We've reached a historical high with the number of students #HomeLearning and parents working from home. Managing your #MentalHealth while under quarantine can be extremely difficult, especially when feeling anxious, depressed, or lonely.

Now more than ever, even those who have never experienced a mental health issue are beginning to have trouble sleeping, developing a normal routine, and concentrating. Adjusting to the new normal isn't easy, but it is possible. I'm going to walk you through several ways you can stay afloat while staying indoors in anticipation of COVID-19 passing.

1. Organize Your Space

As you adjust to working remotely and learning online, avoid working from your bedroom, couch, or kitchen. Working and learning in these areas of your home can create difficulties in mentally shifting away from work and class and the end of the day.

Alternatively, create a dedicated workspace in a low-traffic area of your home.
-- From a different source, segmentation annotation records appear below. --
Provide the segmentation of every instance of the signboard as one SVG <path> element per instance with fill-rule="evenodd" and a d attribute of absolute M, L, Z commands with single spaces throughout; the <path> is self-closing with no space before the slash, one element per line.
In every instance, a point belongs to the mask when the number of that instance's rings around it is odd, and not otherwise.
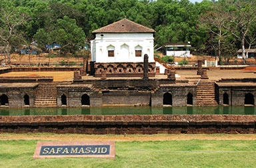
<path fill-rule="evenodd" d="M 114 141 L 37 142 L 33 158 L 103 157 L 115 159 Z"/>

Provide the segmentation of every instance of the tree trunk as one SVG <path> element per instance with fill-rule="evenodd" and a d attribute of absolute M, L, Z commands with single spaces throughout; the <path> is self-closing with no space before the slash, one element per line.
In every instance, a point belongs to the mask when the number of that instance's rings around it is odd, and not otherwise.
<path fill-rule="evenodd" d="M 10 47 L 10 44 L 9 43 L 9 41 L 6 44 L 5 52 L 6 52 L 6 55 L 7 55 L 7 59 L 8 59 L 7 63 L 9 64 L 11 63 L 11 55 L 10 55 L 11 47 Z"/>
<path fill-rule="evenodd" d="M 243 57 L 243 63 L 244 64 L 247 64 L 246 57 L 245 57 L 245 37 L 243 37 L 242 39 L 242 57 Z"/>

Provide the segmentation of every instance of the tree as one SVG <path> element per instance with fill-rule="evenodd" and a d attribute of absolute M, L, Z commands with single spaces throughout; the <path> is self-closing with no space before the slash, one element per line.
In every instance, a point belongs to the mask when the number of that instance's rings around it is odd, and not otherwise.
<path fill-rule="evenodd" d="M 14 41 L 23 39 L 19 27 L 24 25 L 29 18 L 19 11 L 19 8 L 3 5 L 0 11 L 0 40 L 4 44 L 7 55 L 7 63 L 11 63 L 11 49 Z M 15 39 L 15 40 L 14 40 Z"/>
<path fill-rule="evenodd" d="M 217 39 L 218 56 L 221 56 L 221 41 L 227 35 L 227 27 L 229 15 L 223 12 L 225 10 L 221 3 L 212 5 L 212 9 L 201 15 L 199 19 L 199 27 L 204 28 L 213 33 Z M 214 46 L 214 44 L 213 44 Z"/>
<path fill-rule="evenodd" d="M 229 13 L 229 19 L 231 24 L 227 28 L 232 35 L 241 41 L 242 57 L 244 63 L 246 63 L 246 38 L 256 20 L 255 1 L 251 0 L 231 0 L 228 2 L 230 6 L 233 7 L 233 9 Z"/>

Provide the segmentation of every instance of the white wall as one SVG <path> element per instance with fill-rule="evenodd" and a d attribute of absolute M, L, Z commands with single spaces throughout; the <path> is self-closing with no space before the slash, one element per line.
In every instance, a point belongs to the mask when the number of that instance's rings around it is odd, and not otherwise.
<path fill-rule="evenodd" d="M 155 62 L 153 33 L 97 33 L 91 41 L 91 61 L 96 63 Z M 135 57 L 135 47 L 142 48 L 141 57 Z M 115 57 L 109 57 L 107 48 L 115 48 Z"/>
<path fill-rule="evenodd" d="M 190 57 L 190 51 L 166 51 L 166 55 L 173 57 Z"/>

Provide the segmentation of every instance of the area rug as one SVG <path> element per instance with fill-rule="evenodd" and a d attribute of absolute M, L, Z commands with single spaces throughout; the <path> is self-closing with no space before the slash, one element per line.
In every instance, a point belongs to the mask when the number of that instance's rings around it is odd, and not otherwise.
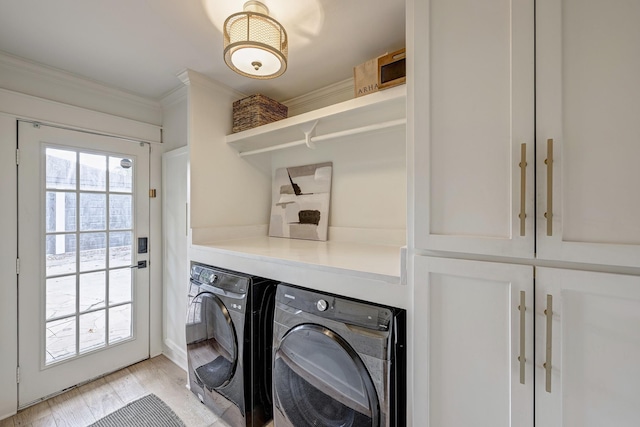
<path fill-rule="evenodd" d="M 155 394 L 148 394 L 99 419 L 89 427 L 185 427 Z"/>

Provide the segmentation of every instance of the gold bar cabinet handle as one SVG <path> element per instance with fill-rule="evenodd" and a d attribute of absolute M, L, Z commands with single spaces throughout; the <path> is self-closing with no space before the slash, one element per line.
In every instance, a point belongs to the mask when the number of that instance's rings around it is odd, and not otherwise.
<path fill-rule="evenodd" d="M 520 144 L 520 235 L 525 235 L 525 225 L 527 218 L 526 211 L 526 191 L 527 191 L 527 144 Z"/>
<path fill-rule="evenodd" d="M 525 380 L 525 312 L 527 307 L 524 304 L 525 302 L 525 292 L 520 291 L 520 305 L 518 306 L 518 310 L 520 310 L 520 356 L 518 356 L 518 361 L 520 362 L 520 384 L 524 384 Z"/>
<path fill-rule="evenodd" d="M 547 219 L 547 236 L 553 236 L 553 139 L 547 139 L 547 211 L 544 217 Z"/>
<path fill-rule="evenodd" d="M 545 346 L 545 384 L 544 389 L 547 393 L 551 393 L 551 340 L 553 339 L 553 296 L 547 295 L 547 309 L 544 311 L 547 318 L 547 343 Z"/>

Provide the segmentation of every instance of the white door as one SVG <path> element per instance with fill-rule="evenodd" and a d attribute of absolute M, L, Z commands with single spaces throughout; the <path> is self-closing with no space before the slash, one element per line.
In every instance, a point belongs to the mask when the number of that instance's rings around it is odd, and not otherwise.
<path fill-rule="evenodd" d="M 425 9 L 428 32 L 415 39 L 415 246 L 533 258 L 533 0 L 429 0 Z"/>
<path fill-rule="evenodd" d="M 533 426 L 533 267 L 417 256 L 414 418 Z"/>
<path fill-rule="evenodd" d="M 189 149 L 162 155 L 162 321 L 165 352 L 187 367 L 184 322 L 187 318 L 186 278 L 189 277 Z"/>
<path fill-rule="evenodd" d="M 19 407 L 149 357 L 149 146 L 20 122 Z M 142 267 L 142 266 L 141 266 Z"/>
<path fill-rule="evenodd" d="M 536 1 L 539 258 L 640 266 L 638 22 L 637 1 Z"/>
<path fill-rule="evenodd" d="M 637 427 L 640 276 L 536 268 L 536 424 Z"/>

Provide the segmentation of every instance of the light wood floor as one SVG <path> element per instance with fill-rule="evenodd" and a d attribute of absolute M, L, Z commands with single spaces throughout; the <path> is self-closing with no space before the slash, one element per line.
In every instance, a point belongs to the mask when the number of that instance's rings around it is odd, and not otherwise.
<path fill-rule="evenodd" d="M 188 427 L 227 427 L 186 382 L 182 368 L 158 356 L 26 408 L 1 420 L 0 427 L 85 427 L 149 393 L 169 405 Z"/>

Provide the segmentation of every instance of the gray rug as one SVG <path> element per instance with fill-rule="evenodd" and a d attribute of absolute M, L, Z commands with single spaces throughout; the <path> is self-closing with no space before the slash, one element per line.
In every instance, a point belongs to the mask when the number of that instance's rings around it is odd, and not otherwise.
<path fill-rule="evenodd" d="M 99 419 L 89 427 L 185 427 L 155 394 L 148 394 Z"/>

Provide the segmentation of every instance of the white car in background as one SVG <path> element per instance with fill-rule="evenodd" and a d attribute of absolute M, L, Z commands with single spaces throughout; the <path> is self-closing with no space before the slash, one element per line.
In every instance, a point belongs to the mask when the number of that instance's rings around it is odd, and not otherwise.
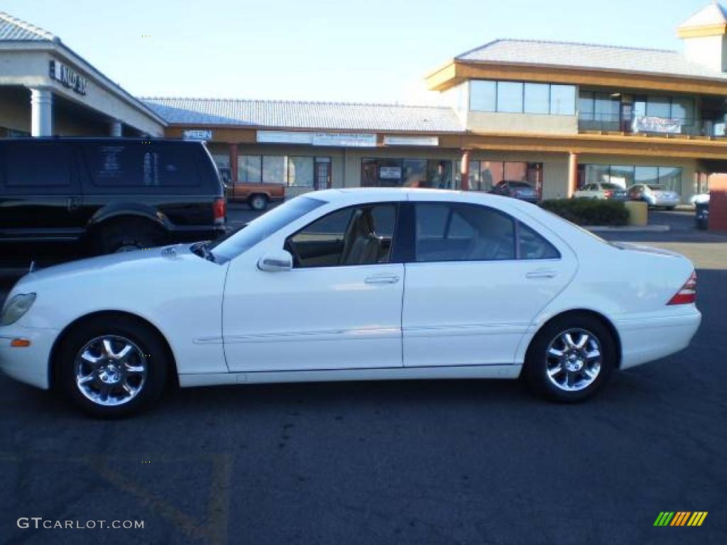
<path fill-rule="evenodd" d="M 627 198 L 626 190 L 611 183 L 586 184 L 573 194 L 574 198 L 618 199 Z"/>
<path fill-rule="evenodd" d="M 627 190 L 632 201 L 643 201 L 649 206 L 673 210 L 681 203 L 681 195 L 676 191 L 665 189 L 663 185 L 634 184 Z"/>
<path fill-rule="evenodd" d="M 685 348 L 692 264 L 474 193 L 329 190 L 225 240 L 39 270 L 0 368 L 98 416 L 181 387 L 515 379 L 563 402 Z"/>

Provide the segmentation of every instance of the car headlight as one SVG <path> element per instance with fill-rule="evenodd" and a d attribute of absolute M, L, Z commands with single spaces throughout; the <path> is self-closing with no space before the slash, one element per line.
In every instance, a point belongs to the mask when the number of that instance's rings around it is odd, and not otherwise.
<path fill-rule="evenodd" d="M 17 322 L 30 310 L 35 300 L 35 294 L 18 294 L 14 296 L 3 307 L 0 326 L 9 326 Z"/>

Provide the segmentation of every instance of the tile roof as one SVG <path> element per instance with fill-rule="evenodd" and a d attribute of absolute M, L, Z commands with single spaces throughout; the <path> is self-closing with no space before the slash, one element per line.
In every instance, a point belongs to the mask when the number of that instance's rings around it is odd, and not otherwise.
<path fill-rule="evenodd" d="M 281 129 L 459 132 L 454 110 L 437 106 L 288 100 L 142 98 L 172 124 Z"/>
<path fill-rule="evenodd" d="M 57 41 L 58 38 L 40 27 L 0 12 L 0 41 Z"/>
<path fill-rule="evenodd" d="M 727 12 L 718 2 L 712 2 L 700 9 L 679 25 L 680 28 L 727 23 Z"/>
<path fill-rule="evenodd" d="M 681 77 L 727 79 L 727 73 L 717 72 L 689 61 L 684 55 L 675 51 L 565 41 L 495 40 L 462 53 L 456 57 L 456 60 L 473 62 L 548 65 Z"/>

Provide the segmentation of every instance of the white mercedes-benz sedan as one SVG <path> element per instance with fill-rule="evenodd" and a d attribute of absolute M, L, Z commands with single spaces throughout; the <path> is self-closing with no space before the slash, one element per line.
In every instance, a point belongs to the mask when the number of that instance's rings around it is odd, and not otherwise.
<path fill-rule="evenodd" d="M 0 367 L 99 416 L 176 383 L 522 376 L 579 401 L 689 344 L 696 283 L 682 256 L 516 199 L 328 190 L 214 243 L 26 275 Z"/>

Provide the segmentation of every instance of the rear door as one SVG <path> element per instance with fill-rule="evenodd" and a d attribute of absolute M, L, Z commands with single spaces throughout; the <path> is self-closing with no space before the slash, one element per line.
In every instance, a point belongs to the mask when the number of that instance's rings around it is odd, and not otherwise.
<path fill-rule="evenodd" d="M 536 316 L 573 278 L 574 254 L 494 208 L 425 201 L 414 214 L 404 365 L 514 363 Z"/>
<path fill-rule="evenodd" d="M 81 190 L 71 145 L 8 141 L 0 147 L 0 239 L 73 241 L 83 233 Z"/>

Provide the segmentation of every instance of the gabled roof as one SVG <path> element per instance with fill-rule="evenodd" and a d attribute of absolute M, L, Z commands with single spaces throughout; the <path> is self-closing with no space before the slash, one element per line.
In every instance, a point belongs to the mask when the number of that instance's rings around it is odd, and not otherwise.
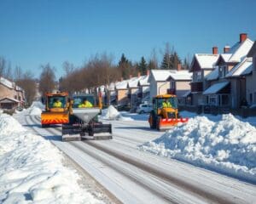
<path fill-rule="evenodd" d="M 12 102 L 20 103 L 20 100 L 17 100 L 15 99 L 12 99 L 12 98 L 9 98 L 9 97 L 5 97 L 5 98 L 0 99 L 0 103 L 12 103 Z"/>
<path fill-rule="evenodd" d="M 253 45 L 252 46 L 250 51 L 247 54 L 247 57 L 253 57 L 256 54 L 256 41 L 254 41 Z"/>
<path fill-rule="evenodd" d="M 175 81 L 191 81 L 192 74 L 189 71 L 170 71 L 170 76 Z"/>
<path fill-rule="evenodd" d="M 236 42 L 230 50 L 228 54 L 231 54 L 229 62 L 240 62 L 244 58 L 251 48 L 253 47 L 253 42 L 249 38 L 247 38 L 241 43 Z"/>
<path fill-rule="evenodd" d="M 6 78 L 0 77 L 0 83 L 4 85 L 5 87 L 8 87 L 9 88 L 14 88 L 14 83 Z"/>
<path fill-rule="evenodd" d="M 219 83 L 215 83 L 209 87 L 207 90 L 203 92 L 203 94 L 213 94 L 220 91 L 222 88 L 226 87 L 230 82 L 219 82 Z"/>
<path fill-rule="evenodd" d="M 253 71 L 253 58 L 244 58 L 243 60 L 232 68 L 226 77 L 235 77 L 250 74 Z"/>
<path fill-rule="evenodd" d="M 148 80 L 148 75 L 142 76 L 141 79 L 138 81 L 137 85 L 138 86 L 149 86 Z"/>
<path fill-rule="evenodd" d="M 115 83 L 115 88 L 116 89 L 127 89 L 127 83 L 128 83 L 129 79 L 118 82 Z"/>
<path fill-rule="evenodd" d="M 205 76 L 206 80 L 216 80 L 218 78 L 218 67 L 216 67 L 213 71 L 211 71 L 207 76 Z"/>
<path fill-rule="evenodd" d="M 132 77 L 128 81 L 127 88 L 138 88 L 137 83 L 142 76 L 139 77 Z"/>
<path fill-rule="evenodd" d="M 165 82 L 170 76 L 170 71 L 168 70 L 151 70 L 151 76 L 156 82 Z M 150 78 L 150 76 L 149 76 Z M 148 78 L 148 80 L 149 80 Z"/>
<path fill-rule="evenodd" d="M 218 59 L 219 54 L 195 54 L 195 59 L 199 63 L 201 69 L 212 69 L 216 65 L 216 62 Z M 193 61 L 192 64 L 193 65 Z"/>

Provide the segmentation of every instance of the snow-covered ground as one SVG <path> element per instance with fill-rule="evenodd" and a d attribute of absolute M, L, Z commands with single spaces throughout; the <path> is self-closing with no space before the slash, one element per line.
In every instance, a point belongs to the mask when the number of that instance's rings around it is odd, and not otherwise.
<path fill-rule="evenodd" d="M 27 111 L 39 113 L 35 106 Z M 79 185 L 49 141 L 1 113 L 0 133 L 0 203 L 103 203 Z"/>
<path fill-rule="evenodd" d="M 231 114 L 211 119 L 192 117 L 140 149 L 256 184 L 256 128 Z"/>

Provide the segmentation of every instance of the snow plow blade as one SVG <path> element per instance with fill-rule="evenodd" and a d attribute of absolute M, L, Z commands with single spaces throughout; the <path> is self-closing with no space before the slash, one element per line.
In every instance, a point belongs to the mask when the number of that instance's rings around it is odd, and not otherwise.
<path fill-rule="evenodd" d="M 189 118 L 168 118 L 168 119 L 160 119 L 159 122 L 159 130 L 165 131 L 171 129 L 172 127 L 177 126 L 177 123 L 187 122 Z"/>
<path fill-rule="evenodd" d="M 62 125 L 62 141 L 112 139 L 111 124 Z"/>
<path fill-rule="evenodd" d="M 62 142 L 80 141 L 81 129 L 73 125 L 62 125 Z"/>

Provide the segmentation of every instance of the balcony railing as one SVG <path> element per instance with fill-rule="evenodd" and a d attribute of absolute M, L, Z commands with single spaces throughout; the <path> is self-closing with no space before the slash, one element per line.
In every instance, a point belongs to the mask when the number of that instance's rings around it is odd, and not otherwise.
<path fill-rule="evenodd" d="M 191 82 L 191 92 L 202 92 L 203 91 L 203 85 L 202 82 Z"/>

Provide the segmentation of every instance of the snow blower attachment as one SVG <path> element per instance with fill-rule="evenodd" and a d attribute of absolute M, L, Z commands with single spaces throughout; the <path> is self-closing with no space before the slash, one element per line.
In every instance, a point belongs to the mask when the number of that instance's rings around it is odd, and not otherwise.
<path fill-rule="evenodd" d="M 102 107 L 95 105 L 95 101 L 92 94 L 73 96 L 69 108 L 69 122 L 62 125 L 62 141 L 112 139 L 111 124 L 103 124 L 97 120 Z"/>
<path fill-rule="evenodd" d="M 188 121 L 189 118 L 182 118 L 178 114 L 176 95 L 157 95 L 153 99 L 153 110 L 148 118 L 150 128 L 164 131 Z"/>

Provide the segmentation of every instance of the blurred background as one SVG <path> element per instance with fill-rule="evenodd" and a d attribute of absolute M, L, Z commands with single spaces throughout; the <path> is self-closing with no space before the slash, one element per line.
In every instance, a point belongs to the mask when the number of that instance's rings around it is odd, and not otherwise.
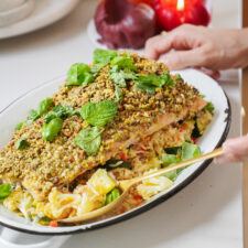
<path fill-rule="evenodd" d="M 0 0 L 0 111 L 28 90 L 65 75 L 73 63 L 89 63 L 96 46 L 112 45 L 105 32 L 100 34 L 96 30 L 94 14 L 99 4 L 97 0 L 17 1 L 17 6 L 11 7 L 12 11 L 14 8 L 18 11 L 18 4 L 23 7 L 25 3 L 24 14 L 11 12 L 9 17 L 6 15 L 7 2 Z M 160 21 L 155 23 L 154 33 L 171 30 L 185 20 L 208 25 L 209 29 L 241 28 L 241 0 L 183 2 L 157 1 L 155 14 Z M 147 3 L 150 4 L 150 1 L 147 0 Z M 196 3 L 201 3 L 201 10 L 192 15 Z M 161 9 L 165 9 L 164 15 Z M 201 17 L 205 17 L 203 20 L 198 18 L 198 11 Z M 152 25 L 152 22 L 148 23 Z M 138 48 L 142 53 L 142 47 Z M 229 137 L 237 137 L 241 126 L 240 71 L 222 72 L 218 83 L 231 101 Z M 116 226 L 76 235 L 63 247 L 83 247 L 83 244 L 99 247 L 100 244 L 106 248 L 241 248 L 241 205 L 240 166 L 227 164 L 223 170 L 212 164 L 191 185 L 160 206 Z"/>

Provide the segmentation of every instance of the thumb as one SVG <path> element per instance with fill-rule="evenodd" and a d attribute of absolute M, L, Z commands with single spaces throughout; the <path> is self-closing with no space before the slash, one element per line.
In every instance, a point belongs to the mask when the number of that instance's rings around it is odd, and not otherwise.
<path fill-rule="evenodd" d="M 175 51 L 164 54 L 160 62 L 166 64 L 171 71 L 183 69 L 192 66 L 204 66 L 204 56 L 202 47 L 190 51 Z"/>

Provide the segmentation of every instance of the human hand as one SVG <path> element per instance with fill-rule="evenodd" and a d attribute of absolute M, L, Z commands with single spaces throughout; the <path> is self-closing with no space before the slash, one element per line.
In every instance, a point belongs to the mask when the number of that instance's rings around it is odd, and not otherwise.
<path fill-rule="evenodd" d="M 225 153 L 215 159 L 216 163 L 248 161 L 248 136 L 227 140 L 223 149 Z"/>
<path fill-rule="evenodd" d="M 185 24 L 147 41 L 144 53 L 170 69 L 204 67 L 207 74 L 248 65 L 248 29 L 214 30 Z M 172 48 L 175 52 L 170 52 Z"/>

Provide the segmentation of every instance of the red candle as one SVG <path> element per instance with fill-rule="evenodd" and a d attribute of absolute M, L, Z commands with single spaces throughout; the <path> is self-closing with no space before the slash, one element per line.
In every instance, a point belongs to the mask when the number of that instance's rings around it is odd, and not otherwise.
<path fill-rule="evenodd" d="M 153 8 L 161 30 L 170 31 L 184 23 L 208 25 L 211 21 L 208 0 L 154 0 Z"/>

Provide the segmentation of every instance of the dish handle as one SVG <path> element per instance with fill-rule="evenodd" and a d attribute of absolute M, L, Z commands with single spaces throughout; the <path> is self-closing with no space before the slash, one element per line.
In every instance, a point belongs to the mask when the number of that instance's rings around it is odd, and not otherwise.
<path fill-rule="evenodd" d="M 4 248 L 58 248 L 61 247 L 71 235 L 65 236 L 37 236 L 37 235 L 29 235 L 21 231 L 12 230 L 9 228 L 3 228 L 0 235 L 0 247 Z M 43 240 L 42 240 L 42 239 Z M 32 244 L 19 245 L 19 240 L 31 240 Z M 37 240 L 41 240 L 37 242 Z"/>

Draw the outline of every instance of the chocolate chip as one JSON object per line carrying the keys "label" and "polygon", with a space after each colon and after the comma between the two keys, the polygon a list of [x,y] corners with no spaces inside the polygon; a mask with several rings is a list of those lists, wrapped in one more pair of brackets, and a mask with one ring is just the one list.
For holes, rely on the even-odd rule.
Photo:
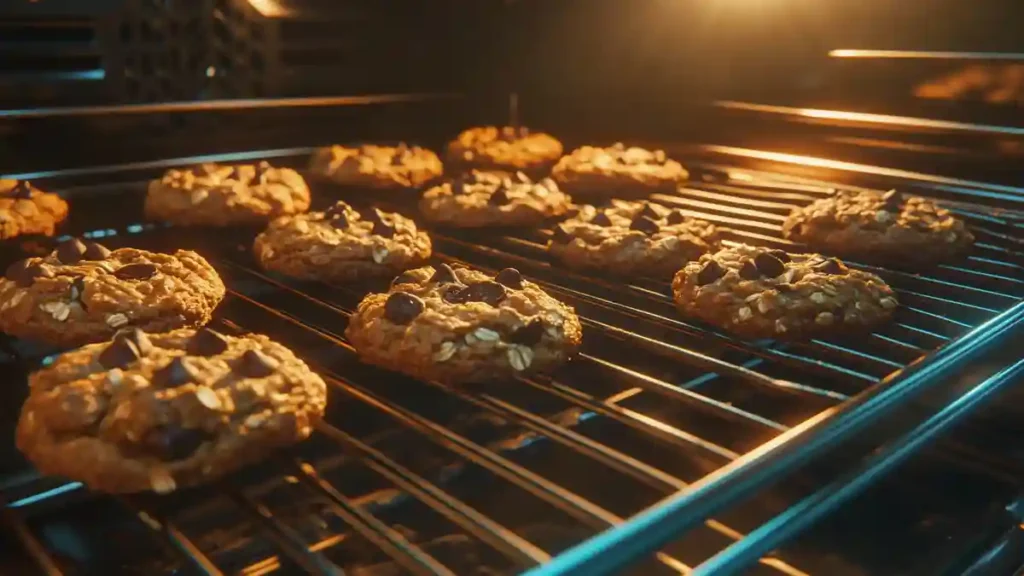
{"label": "chocolate chip", "polygon": [[823,272],[825,274],[845,274],[846,266],[843,262],[837,260],[836,258],[828,258],[821,263],[814,266],[814,270]]}
{"label": "chocolate chip", "polygon": [[100,366],[110,370],[112,368],[126,368],[141,357],[142,355],[134,342],[127,338],[114,338],[111,345],[99,353],[96,361],[99,362]]}
{"label": "chocolate chip", "polygon": [[381,238],[394,238],[394,227],[384,220],[374,222],[374,234]]}
{"label": "chocolate chip", "polygon": [[217,356],[227,349],[227,338],[220,332],[203,328],[193,334],[185,345],[185,352],[193,356]]}
{"label": "chocolate chip", "polygon": [[708,260],[697,273],[697,286],[707,286],[725,276],[725,269],[718,260]]}
{"label": "chocolate chip", "polygon": [[135,349],[138,351],[139,356],[145,356],[153,351],[153,342],[150,341],[150,336],[146,336],[145,332],[138,328],[122,328],[114,335],[114,339],[128,340],[135,344]]}
{"label": "chocolate chip", "polygon": [[558,224],[551,231],[551,241],[555,244],[568,244],[572,242],[572,235],[561,224]]}
{"label": "chocolate chip", "polygon": [[183,357],[177,357],[167,366],[153,373],[153,385],[157,387],[171,387],[187,384],[196,381],[196,373],[185,363]]}
{"label": "chocolate chip", "polygon": [[758,271],[764,275],[765,278],[776,278],[785,272],[785,264],[782,260],[772,256],[771,254],[761,253],[754,257],[754,263],[758,266]]}
{"label": "chocolate chip", "polygon": [[470,284],[459,291],[458,299],[463,302],[484,302],[493,306],[505,299],[507,291],[497,282],[483,281]]}
{"label": "chocolate chip", "polygon": [[744,280],[757,280],[761,278],[761,272],[758,270],[757,264],[754,260],[746,260],[743,265],[739,268],[739,278]]}
{"label": "chocolate chip", "polygon": [[632,222],[630,222],[630,230],[640,231],[647,236],[650,236],[660,229],[658,228],[657,222],[647,216],[637,216],[633,218]]}
{"label": "chocolate chip", "polygon": [[137,263],[121,266],[114,271],[114,277],[119,280],[146,280],[157,274],[157,265],[150,263]]}
{"label": "chocolate chip", "polygon": [[434,268],[434,275],[430,277],[430,282],[435,282],[437,284],[449,284],[452,282],[459,282],[459,277],[455,275],[455,271],[452,266],[447,264],[437,264]]}
{"label": "chocolate chip", "polygon": [[75,264],[85,255],[85,244],[77,238],[57,244],[57,259],[63,264]]}
{"label": "chocolate chip", "polygon": [[[436,275],[436,273],[434,274]],[[416,279],[415,275],[409,272],[403,272],[394,277],[394,280],[391,281],[391,286],[397,286],[399,284],[415,284],[417,282],[419,282],[419,280]]]}
{"label": "chocolate chip", "polygon": [[599,227],[609,227],[611,225],[611,218],[608,217],[604,212],[598,212],[590,219],[590,223],[597,224]]}
{"label": "chocolate chip", "polygon": [[499,272],[498,275],[495,276],[495,280],[503,286],[508,286],[509,288],[514,288],[516,290],[522,290],[522,274],[514,268],[507,268]]}
{"label": "chocolate chip", "polygon": [[641,216],[647,216],[648,218],[650,218],[652,220],[656,220],[656,219],[658,219],[658,218],[662,217],[662,215],[658,214],[653,208],[651,208],[650,204],[648,204],[646,202],[644,202],[643,209],[640,210],[640,214],[639,215],[641,215]]}
{"label": "chocolate chip", "polygon": [[111,255],[111,251],[102,244],[88,242],[85,245],[86,260],[105,260]]}
{"label": "chocolate chip", "polygon": [[248,349],[234,365],[234,371],[247,378],[265,378],[278,370],[278,361],[255,349]]}
{"label": "chocolate chip", "polygon": [[205,430],[165,424],[145,433],[142,436],[142,445],[146,452],[161,460],[173,462],[191,456],[211,438]]}
{"label": "chocolate chip", "polygon": [[384,318],[403,326],[423,314],[423,300],[406,292],[394,292],[384,302]]}
{"label": "chocolate chip", "polygon": [[348,229],[348,218],[345,216],[344,212],[338,212],[331,216],[331,225],[338,230]]}

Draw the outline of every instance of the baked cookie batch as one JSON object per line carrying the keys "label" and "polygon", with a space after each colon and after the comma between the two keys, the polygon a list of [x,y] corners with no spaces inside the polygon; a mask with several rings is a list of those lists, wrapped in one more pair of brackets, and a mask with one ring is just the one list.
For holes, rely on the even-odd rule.
{"label": "baked cookie batch", "polygon": [[[672,194],[688,177],[663,151],[562,145],[525,128],[478,127],[433,152],[398,145],[316,151],[308,173],[362,194],[417,195],[423,222],[549,229],[558,265],[672,282],[685,317],[741,338],[806,339],[870,330],[899,302],[859,261],[934,263],[974,242],[933,202],[896,191],[838,191],[793,210],[783,238],[814,252],[724,242]],[[585,199],[587,204],[574,204]],[[435,263],[408,215],[338,201],[309,211],[297,171],[267,162],[168,170],[145,214],[179,225],[260,225],[268,273],[329,284],[391,278],[367,295],[345,336],[367,363],[449,384],[550,371],[582,342],[581,321],[511,268]],[[361,206],[361,205],[360,205]],[[0,239],[53,236],[59,196],[0,179]],[[17,447],[45,474],[94,490],[167,493],[211,481],[307,438],[327,385],[259,334],[204,327],[224,284],[201,255],[110,250],[72,238],[0,278],[0,331],[61,347],[29,381]]]}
Have fun with this - decorate your workspace with office knick-knacks and supplies.

2. Stay Connected

Keeping in touch with your family and friends through texting, video, calling, and social media is important. Although we are physically distant, we do not have to be socially deprived. Get your family and friends involved in the mobile games you love and digital platforms you use most.

For business purposes, encourage your team and leaders to use messaging apps like Slack to stay connected. On the other hand, many eLearners are turning to Zoom for virtual lessons and seminars. 

3. Keep Your Home Clean

Clutter is more of a stressor than you realize. Your environment rubs off on you, which is why clutter tends to make people feel negative emotions such as: confusion, tension, irritability, and worry.

This doesn't mean keeping your home spotless. Daily cleaning for as little as 10 minutes can help minimize your anxiety since this type of repetitive behavior may help you feel more in control. Here in America, 70% say cleaning gives them a feeling of accomplishment, 54% say they experience relaxation, and 61% say cleaning helps them de-stress. Give it a try.

4. Self-Care is Important: Create a Routine

When you wake up to log into work and class, change out of your pajamas to shift into a productive mindset.

Exercise is also important. Although it's suggested we don't leave our homes, this is still very possible. Pull up a YouTube video to follow along with, and if you've been inside for more than a few days - it's okay to talk a stroll through the park or your neighborhood. Just be sure to leave your phone at home for a couple of reasons: preventing it from capturing/spreading germs and to unplug from the digital realm we're already trapped in under quarantine.

5. Limit your negative news intake

Being surrounded by the constant Coronavirus coverage can heighten your anxiety.

Mute keywords on social media if necessary - such as those including negative spins on the virus heightening your fear.

Apps and Resources for managing your mental health under a quarantine:

  • MoodKit uses cognitive behavior therapy artificial intelligence to track your mood, activities, thoughts, diet, and amount of social engagement.
  • Headspace and Calm provide guided meditations on a monthly plan.
  • Talkspace, LARKR, and Brightside can connect you to a therapist through video or text - preventing the need for you to leave your home.
  • Lastly, take advantage of your business' Human Resources department. Employees may qualify to receive mental health services, including teletherapy in addition to traditional insurance.

Your mental health is under your control. As we fight this crisis, it's imperative for us to take steps to stay mentally healthy and strong.